The conflation of “task exposure” (AI can do some things in this job) with “job replacement” (the entire job goes away) is analytically lazy.
What this means: By the end of 2026, the dominant narrative shifts from “replacement” to “transformation.” Peak displacement predictions get revised downward by 70% or more. The real story is the 2-3-year skills transition gap, not mass unemployment.
The rhyme: Every major technology shift was supposed to create mass unemployment. ATMs were supposed to eliminate bank tellers. Tellers increased because banks opened more branches. Spreadsheets were supposed to eliminate accountants. Accountants shifted to analysis and strategy. The timeline for workforce transformation is measured in decades, not quarters.
Prediction 5: 2026 Becomes the Infrastructure Year
The unsexy work that enables transformation finally gets the attention it deserves.

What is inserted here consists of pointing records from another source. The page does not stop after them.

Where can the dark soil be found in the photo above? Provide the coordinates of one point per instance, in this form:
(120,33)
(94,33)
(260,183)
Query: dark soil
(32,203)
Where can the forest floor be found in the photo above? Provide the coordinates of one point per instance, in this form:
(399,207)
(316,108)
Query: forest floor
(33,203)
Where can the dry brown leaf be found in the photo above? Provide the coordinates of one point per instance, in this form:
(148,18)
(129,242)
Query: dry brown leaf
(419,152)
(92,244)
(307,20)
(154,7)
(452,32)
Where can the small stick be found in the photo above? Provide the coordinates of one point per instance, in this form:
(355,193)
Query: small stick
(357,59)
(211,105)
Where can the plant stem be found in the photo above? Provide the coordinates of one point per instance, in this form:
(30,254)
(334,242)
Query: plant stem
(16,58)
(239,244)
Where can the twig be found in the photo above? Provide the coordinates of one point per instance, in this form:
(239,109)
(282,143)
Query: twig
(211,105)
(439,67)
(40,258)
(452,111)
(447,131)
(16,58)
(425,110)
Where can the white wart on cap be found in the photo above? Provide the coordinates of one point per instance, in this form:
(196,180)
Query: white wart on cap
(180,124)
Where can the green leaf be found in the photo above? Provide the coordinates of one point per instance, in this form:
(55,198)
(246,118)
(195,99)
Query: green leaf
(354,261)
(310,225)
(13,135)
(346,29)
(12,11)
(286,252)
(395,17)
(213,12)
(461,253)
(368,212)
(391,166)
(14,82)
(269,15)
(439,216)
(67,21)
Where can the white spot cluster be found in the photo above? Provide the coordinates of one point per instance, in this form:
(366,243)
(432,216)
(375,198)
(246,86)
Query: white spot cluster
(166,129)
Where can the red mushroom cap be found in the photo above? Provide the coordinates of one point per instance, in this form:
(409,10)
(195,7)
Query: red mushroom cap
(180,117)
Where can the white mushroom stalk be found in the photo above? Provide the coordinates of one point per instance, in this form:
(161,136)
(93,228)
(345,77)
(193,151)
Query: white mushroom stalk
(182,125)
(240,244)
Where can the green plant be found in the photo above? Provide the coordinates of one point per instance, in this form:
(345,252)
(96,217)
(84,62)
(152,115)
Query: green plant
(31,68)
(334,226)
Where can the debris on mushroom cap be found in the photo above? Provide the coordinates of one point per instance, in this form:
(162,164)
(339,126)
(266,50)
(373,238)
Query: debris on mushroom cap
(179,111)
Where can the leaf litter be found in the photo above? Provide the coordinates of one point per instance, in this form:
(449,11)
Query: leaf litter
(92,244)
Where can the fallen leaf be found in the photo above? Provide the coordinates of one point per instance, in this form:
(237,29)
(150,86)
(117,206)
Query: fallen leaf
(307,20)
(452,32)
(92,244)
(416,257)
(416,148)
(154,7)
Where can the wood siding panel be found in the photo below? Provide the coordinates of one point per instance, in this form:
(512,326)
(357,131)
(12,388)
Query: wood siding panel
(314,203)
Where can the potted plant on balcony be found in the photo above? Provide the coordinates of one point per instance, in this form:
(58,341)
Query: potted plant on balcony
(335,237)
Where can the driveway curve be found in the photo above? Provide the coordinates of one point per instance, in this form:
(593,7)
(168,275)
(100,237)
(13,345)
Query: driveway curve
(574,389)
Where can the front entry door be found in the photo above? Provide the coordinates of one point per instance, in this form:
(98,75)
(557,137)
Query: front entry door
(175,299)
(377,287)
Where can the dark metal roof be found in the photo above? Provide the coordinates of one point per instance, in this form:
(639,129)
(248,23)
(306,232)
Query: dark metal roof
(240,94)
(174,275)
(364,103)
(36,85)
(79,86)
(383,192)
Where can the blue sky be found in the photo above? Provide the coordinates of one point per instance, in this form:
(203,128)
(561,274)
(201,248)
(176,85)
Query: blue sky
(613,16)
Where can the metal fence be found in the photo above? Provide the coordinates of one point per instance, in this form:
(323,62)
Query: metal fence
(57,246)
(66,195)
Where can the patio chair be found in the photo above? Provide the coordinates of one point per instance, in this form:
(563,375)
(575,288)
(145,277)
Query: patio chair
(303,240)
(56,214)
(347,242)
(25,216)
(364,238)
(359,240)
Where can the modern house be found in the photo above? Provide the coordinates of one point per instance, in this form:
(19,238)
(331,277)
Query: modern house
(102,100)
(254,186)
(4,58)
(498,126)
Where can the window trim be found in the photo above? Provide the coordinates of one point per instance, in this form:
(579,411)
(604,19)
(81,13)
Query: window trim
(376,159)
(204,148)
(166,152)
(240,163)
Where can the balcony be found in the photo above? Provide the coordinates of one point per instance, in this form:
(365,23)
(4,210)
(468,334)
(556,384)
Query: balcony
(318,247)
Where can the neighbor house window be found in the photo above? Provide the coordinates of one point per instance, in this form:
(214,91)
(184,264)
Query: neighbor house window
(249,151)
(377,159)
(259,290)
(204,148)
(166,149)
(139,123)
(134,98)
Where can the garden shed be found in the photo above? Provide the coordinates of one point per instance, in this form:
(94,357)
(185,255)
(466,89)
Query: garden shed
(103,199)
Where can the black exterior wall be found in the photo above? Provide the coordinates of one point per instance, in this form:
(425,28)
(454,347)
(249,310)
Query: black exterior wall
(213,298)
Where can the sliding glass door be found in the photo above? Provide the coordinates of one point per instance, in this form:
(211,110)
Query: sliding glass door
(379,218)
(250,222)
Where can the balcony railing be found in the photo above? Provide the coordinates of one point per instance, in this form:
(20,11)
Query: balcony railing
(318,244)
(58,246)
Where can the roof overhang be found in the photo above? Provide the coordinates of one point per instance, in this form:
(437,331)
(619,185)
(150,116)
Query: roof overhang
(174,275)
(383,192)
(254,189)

Everyone wants to talk about model capabilities. Nobody wants to talk about data quality, governance, or change management. But research consistently shows the bulk of AI value comes from these foundational elements, not from model selection alone.
The infrastructure deficit:
Gartner reports 57% of organizations say data isn’t AI-ready
BCG research shows 74% struggling to scale AI value, with data governance as a major factor
IBM data indicates 42% can’t customize AI models due to insufficient high-quality data
McKinsey finds organizations with strong governance see materially higher ROI from AI
Without infrastructure, capability is irrelevant. You can have the best model in the world, but if your data is a mess, your governance is missing, and your teams aren’t trained, you’re not deploying anything to production.

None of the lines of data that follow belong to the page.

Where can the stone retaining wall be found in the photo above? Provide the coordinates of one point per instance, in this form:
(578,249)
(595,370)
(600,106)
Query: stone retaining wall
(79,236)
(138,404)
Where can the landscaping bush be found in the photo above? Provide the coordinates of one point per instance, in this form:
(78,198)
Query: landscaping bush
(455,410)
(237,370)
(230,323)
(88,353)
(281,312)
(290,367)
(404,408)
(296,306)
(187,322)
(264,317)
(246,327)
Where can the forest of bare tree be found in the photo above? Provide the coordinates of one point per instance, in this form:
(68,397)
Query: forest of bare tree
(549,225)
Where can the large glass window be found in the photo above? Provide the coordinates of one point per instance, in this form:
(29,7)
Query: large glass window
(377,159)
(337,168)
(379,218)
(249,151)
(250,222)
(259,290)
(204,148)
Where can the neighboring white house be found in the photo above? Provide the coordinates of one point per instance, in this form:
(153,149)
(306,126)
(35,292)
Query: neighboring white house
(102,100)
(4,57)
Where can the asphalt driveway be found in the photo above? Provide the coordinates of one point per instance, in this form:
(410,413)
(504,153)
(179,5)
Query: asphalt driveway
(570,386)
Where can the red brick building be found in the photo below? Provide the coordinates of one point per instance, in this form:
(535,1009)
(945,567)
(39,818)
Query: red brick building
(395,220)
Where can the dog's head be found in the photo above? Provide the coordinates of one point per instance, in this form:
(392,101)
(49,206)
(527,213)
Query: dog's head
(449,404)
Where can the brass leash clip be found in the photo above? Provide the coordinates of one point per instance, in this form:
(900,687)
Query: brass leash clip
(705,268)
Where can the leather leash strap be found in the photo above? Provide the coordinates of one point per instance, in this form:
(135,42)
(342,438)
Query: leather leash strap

What this means: Budget reallocation from capabilities to enablement.
Data quality and governance investment up 40%+
AI compliance and audit tooling market doubles
Human-in-the-loop workflow tools become the fastest-growing AI segment
Change management services attached to AI projects become standard
12-24 month implementation timelines accepted as normal, not failure
The rhyme: Cloud transformation taught us this lesson. It took roughly 10 years (mid-2000s to 2015) for cloud email to go from “available” to “mainstream adoption” across small businesses and enterprises.
And that was just email. A relatively simple migration.
The organizations that invested in migration architecture, data governance, and change management outperformed those who just “lifted and shifted.” They built infrastructure first. Capability second.
Same pattern, different technology. AI infrastructure work today equals cloud migration work circa 2010.
The companies that skip infrastructure work to chase capabilities get stuck in pilot purgatory. The ones who do the unglamorous work now deploy successfully in 2027-2028.
The Pattern Holds
I’ve been wrong before. I’ll be wrong again. I’m good with that.
But after 35 years of watching five major technology revolutions, I’ve learned to bet on the pattern, not the prediction.
The pattern says: slower than you think, bigger than you imagine, and never in the way anyone expected.
AI isn’t failing. The adoption timeline is what everyone has wrong.
The technology works (er… mostly). The organizations that build through the trough - the ones investing in infrastructure, governance, verification workflows, and change management right now - emerge as category leaders in 2028-2030.
2026 isn’t the year of AI transformation.
It’s the year of AI foundation-building.